For any deployment with small models:

If your model produces GEMMs where the batch dimension times sequence length is small relative to the GPU's SM count, expect low utilization regardless of parameter count.
Batching helps — more rows in the matmul — but architecture helps more. A LinearHead served at batch 1024 still produces a [1024, 1024] matmul. A SeqLenHead at batch 1 produces [128, 1024] per layer. Architecture sets the floor.
Sequence-length dimensions, attention mechanisms, or wide intermediate representations are not just modeling choices — they are the structural source of large GEMMs that fill tensor cores.

The Stacked Architecture Trade-Off

Stacked (5 heads via bmm) shows the middle ground: ~8–12% utilization, slightly better RPS than Linear, lower latency. The batched matrix multiply creates wider GEMMs than individual heads would produce separately — five heads in one launch rather than five sequential launches — but not as wide as SeqLen's sequence-expanded operations.

For serving multiple classification heads in production, this is a practical pattern. You get better hardware utilization than running heads independently without the latency penalty of artificially expanding sequence dimensions. The bmm fusion is the minimum viable move toward larger GEMMs.

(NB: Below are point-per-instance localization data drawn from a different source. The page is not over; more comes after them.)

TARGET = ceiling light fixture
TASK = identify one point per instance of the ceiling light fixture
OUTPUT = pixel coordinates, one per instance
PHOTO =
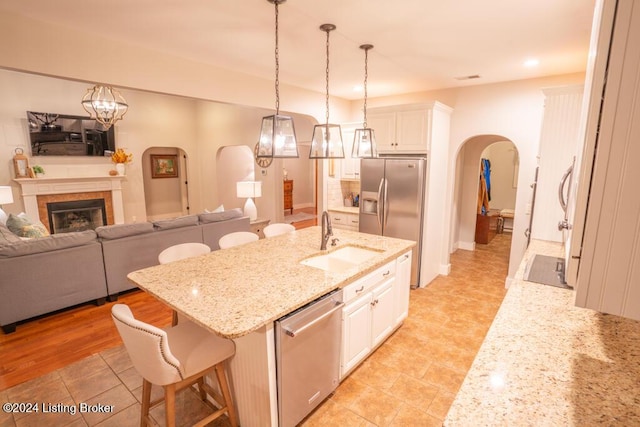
(364, 140)
(104, 104)
(277, 134)
(327, 138)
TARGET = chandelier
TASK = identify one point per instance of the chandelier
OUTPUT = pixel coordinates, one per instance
(104, 104)
(327, 138)
(277, 134)
(364, 140)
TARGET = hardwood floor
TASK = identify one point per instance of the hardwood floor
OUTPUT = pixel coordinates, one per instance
(306, 223)
(411, 379)
(42, 345)
(45, 344)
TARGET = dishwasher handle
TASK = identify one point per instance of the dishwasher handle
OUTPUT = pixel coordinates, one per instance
(294, 333)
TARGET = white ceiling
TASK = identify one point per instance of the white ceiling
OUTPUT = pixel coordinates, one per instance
(419, 45)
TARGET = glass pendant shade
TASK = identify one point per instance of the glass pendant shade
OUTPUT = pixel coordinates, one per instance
(104, 104)
(277, 137)
(364, 143)
(326, 142)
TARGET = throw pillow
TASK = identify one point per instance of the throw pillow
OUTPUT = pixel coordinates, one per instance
(216, 210)
(22, 226)
(6, 236)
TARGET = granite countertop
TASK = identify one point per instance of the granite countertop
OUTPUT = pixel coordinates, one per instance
(235, 291)
(547, 362)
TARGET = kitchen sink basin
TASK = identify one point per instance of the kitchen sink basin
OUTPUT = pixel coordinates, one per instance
(341, 259)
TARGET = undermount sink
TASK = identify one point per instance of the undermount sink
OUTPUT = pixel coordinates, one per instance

Reading the Profiler to Diagnose the Regime

The CUDA API summary tells you which regime you're in before you look at anything else. If cuLaunchKernelEx is a significant share of your CUDA API time, kernels are small and launch overhead matters — the CPU is spending real time queuing work the GPU will finish before the next launch arrives. If cudaEventSynchronize is above 90%, two very different things can be true: either the GPU is fast and you're sync-bound on a tiny model (Part 2), or the GPU is busy and the CPU has nothing to do but wait. The kernel duration in the GPU summary disambiguates the two: sub-millisecond kernels indicate a tiny fast model; tens or hundreds of microseconds indicate a model that actually fills the SMs.

For LinearHead, cuLaunchKernelEx at 39.4% of CUDA API time means the CPU is doing real work per launch — the 6.2 µs kernels finish so fast that the CPU overhead of the next launch is not negligible. For SeqLen, cuLaunchKernelEx at 2.3% means the launch overhead is background noise relative to the 199 µs kernel duration. The GPU has taken over.

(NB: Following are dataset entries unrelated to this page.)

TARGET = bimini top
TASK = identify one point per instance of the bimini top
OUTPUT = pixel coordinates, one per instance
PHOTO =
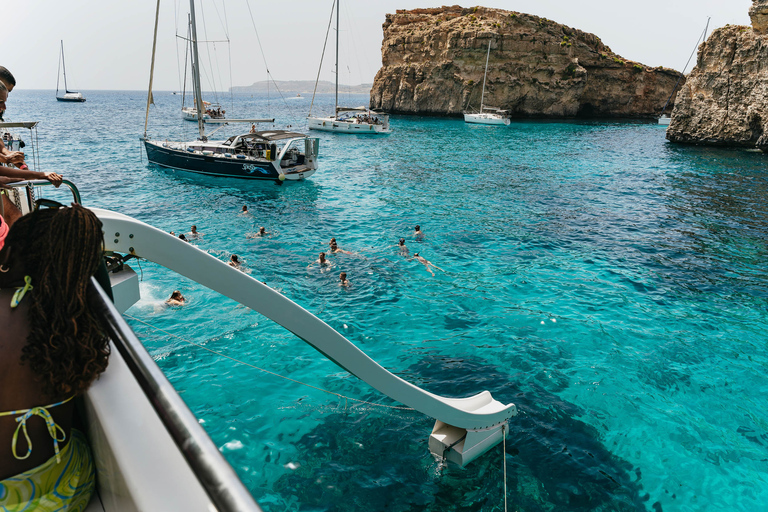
(357, 109)
(265, 136)
(22, 124)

Part 2 and Part 3 showed bottlenecks external to the model: memory transfer gaps for large models, CPU sync overhead for tiny models. Here the bottleneck is in the model itself — specifically, in whether the architecture generates matmuls wide enough to occupy the hardware. LinearHead does not. SeqLenHead does. Same weights, different shapes, a 16× gap in GPU utilization.

The profiler reveals which regime you're in. The architecture determines which regime you're in.